With its fat international resume, powerhouse institutional backing, and gay-friendly venue, the X Portfolio returns to public attention in a considerably different climate. Today’s audience, accustomed to contemporary museum fare like Paul McCarthy, not to mention cable and the Internet, won’t find Mapplethorpe’s sadomasochistic images particularly shocking, predicts LACMA director Michael Govan. “The context has changed,” he says. “People understand that while there’s quite provocative content, the focus on the human body and the human form is quite classical.” Several exhibitions in recent years have played up this connection, re-positioning the artist as a modern-day heir of the Renaissance and Baroque.

This new context provides a chance to move beyond a formal approach and look at many more sides of Mapplethorpe, says LACMA’s chief photography curator, Britt Salvesen. “There’s a lot to return to and think about and also reinterpret,” she says. She might post quotations from the obscenity proceedings inside the galleries or perhaps as outdoor projections; in a sense these too will show how times have changed. “Esthetically, no one feels the need to defend it as art,” Salvesen comments. “We have to move beyond that, if we’re put in the position of sort of defending the work.”

Now that no one’s expecting a bust, it’s clear that the show, staged in the midst of election season, will create a certain amount of buzz. But what kind? For it is also clear that Mapplethorpe’s work has not disappeared from the crosshairs of the right. Just two years ago, his photograph Brian Ridley and Lyle Heeter, a 1979 portrait of two men clad in S&M gear, was targeted in an article published by a conservative website denouncing “Hide/Seek,” the National Portrait Gallery’s show about gay and lesbian identity in modern art. This was the same article that brought Wojnarowicz’s A Fire in My Belly to the attention of Republican Congressmen—and then to Smithsonian chief G. Wayne Clough, who removed it in the belief he could avert a debate over arts funding. The episode (which the Mapplethorpe Foundation, a sponsor of the show, protested), evoked the Corcoran’s cancellation of “The Perfect Moment back” in 1989 for the same ostensible reason. Like Mitt Romney’s recent pledge to kill the National Endowment for the Arts, the ants-in-the-crucifix controversy suggested that maybe circumstances haven’t changed so much after all.
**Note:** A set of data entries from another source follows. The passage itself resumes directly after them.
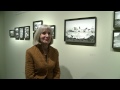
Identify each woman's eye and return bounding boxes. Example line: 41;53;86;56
42;32;51;35
42;32;46;35
48;32;51;35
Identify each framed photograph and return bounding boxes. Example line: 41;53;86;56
14;27;19;40
33;20;43;31
19;27;24;40
9;30;15;37
113;11;120;29
64;17;97;44
24;26;30;40
33;31;36;39
112;30;120;49
50;25;56;39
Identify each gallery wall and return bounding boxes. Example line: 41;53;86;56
3;11;120;79
0;11;5;78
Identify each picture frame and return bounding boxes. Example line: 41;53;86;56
33;20;43;31
24;26;30;40
64;17;97;44
112;30;120;49
113;11;120;29
14;27;19;40
33;31;36;39
50;25;56;39
9;30;15;38
19;27;24;40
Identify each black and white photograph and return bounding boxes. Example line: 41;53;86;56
14;27;19;40
113;11;120;29
33;20;43;31
64;17;97;44
9;30;15;37
19;27;24;40
24;26;30;40
50;25;56;39
112;30;120;49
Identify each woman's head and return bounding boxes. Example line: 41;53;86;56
33;24;53;45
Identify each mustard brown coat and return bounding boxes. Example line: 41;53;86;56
25;44;60;79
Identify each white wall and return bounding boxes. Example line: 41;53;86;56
4;11;120;79
0;11;5;78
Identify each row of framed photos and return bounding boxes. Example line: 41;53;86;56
9;26;30;40
9;20;56;40
113;11;120;49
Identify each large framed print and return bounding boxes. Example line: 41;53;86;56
19;27;24;40
112;30;120;49
50;25;56;39
9;30;15;38
64;17;97;44
33;20;43;31
14;27;19;40
24;26;30;40
113;11;120;29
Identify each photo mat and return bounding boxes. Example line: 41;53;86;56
24;26;30;40
9;30;15;37
14;27;19;40
112;30;120;49
50;25;56;39
33;20;43;31
113;11;120;29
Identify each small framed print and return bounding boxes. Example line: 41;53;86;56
19;27;24;40
50;25;56;39
112;30;120;49
113;11;120;29
14;27;19;40
24;26;30;40
33;20;43;31
9;30;15;38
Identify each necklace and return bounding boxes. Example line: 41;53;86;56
41;46;48;62
41;45;48;55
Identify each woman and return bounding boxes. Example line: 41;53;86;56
25;25;60;79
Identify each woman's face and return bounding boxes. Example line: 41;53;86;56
40;29;52;45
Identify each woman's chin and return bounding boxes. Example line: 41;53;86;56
41;40;50;44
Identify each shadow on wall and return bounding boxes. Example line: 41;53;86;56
81;72;101;79
60;65;73;79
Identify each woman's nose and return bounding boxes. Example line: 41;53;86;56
45;33;49;37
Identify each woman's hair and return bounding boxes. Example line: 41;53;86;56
33;24;53;45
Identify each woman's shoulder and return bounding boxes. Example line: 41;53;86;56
50;45;57;50
49;46;59;54
26;45;37;52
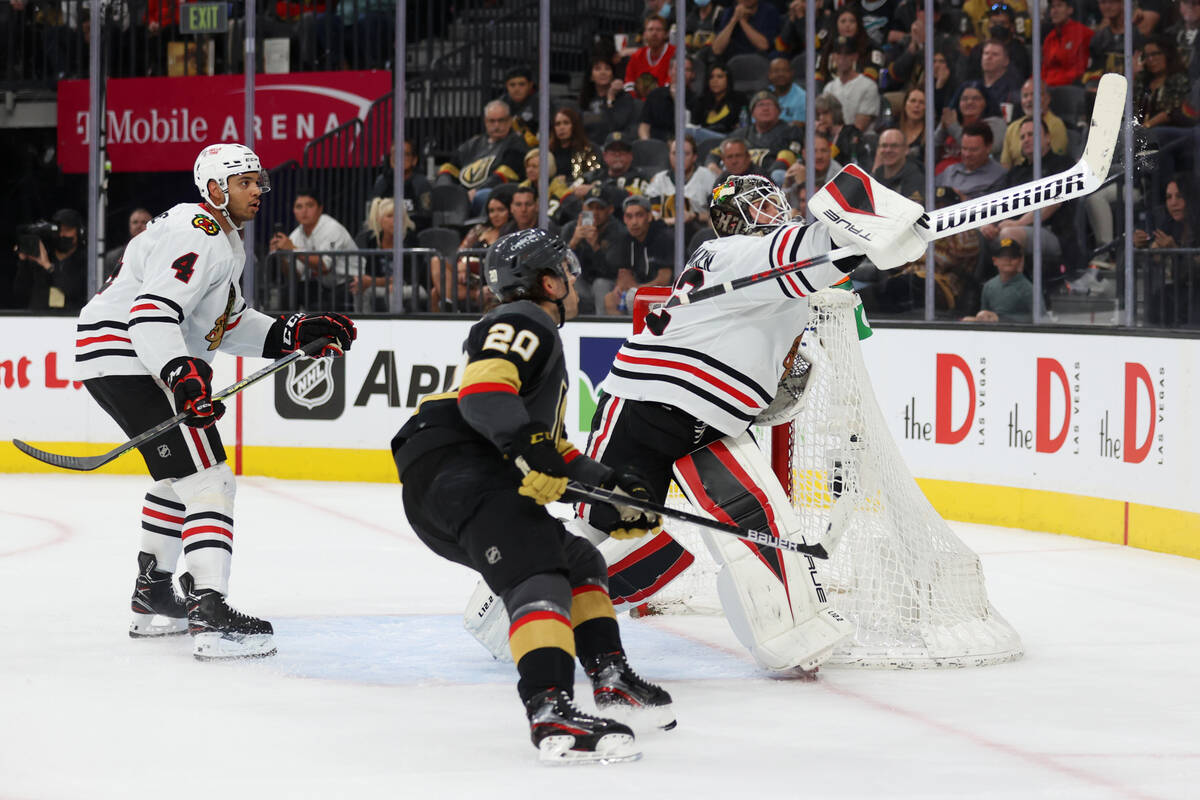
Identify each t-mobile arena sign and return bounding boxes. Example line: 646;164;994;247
57;71;393;173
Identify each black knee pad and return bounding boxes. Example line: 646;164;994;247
562;534;609;592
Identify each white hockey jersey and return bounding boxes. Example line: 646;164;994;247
599;221;851;436
74;203;277;381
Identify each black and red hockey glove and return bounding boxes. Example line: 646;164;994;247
263;312;357;359
161;356;225;429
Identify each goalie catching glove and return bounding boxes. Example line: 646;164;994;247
161;356;225;428
808;164;928;271
263;312;357;359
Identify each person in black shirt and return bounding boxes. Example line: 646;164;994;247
372;139;434;237
604;195;674;315
11;207;88;311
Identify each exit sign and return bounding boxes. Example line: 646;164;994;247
180;2;228;34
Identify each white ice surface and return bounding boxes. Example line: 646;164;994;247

Whatever the reaction from the right, says “Hide/Seek” co-curator Jonathan Katz, LACMA’s exhibition does reflect how institutional attitudes toward gay identity in modern art have come a long way—maybe. “It’s a funny transitional moment,” he comments. When sexuality is central to artist’s work, he observes, museums and the public have become more inclined to address it. But if it’s not—he cites Robert Rauschenberg, Charles Demuth, Agnes Martin, and Louise Nevelson as examples–their gay or lesbian identities still tend to remain out of bounds. (He is currently working on an exhibition proposal about Nevelson’s “performative persona” in relation to her closeted lesbianism.) In contrast, Mapplethorpe used series like the X and Z Portfolios to “frame our prejudices and clichés, and to present them back to us.” In that respect, any repercussions reflect the artist’s own intentions.

“Of course the brouhaha that his work raised was not unanticipated by Mapplethorpe,” Katz adds. “It was in some sense his raison d’être.”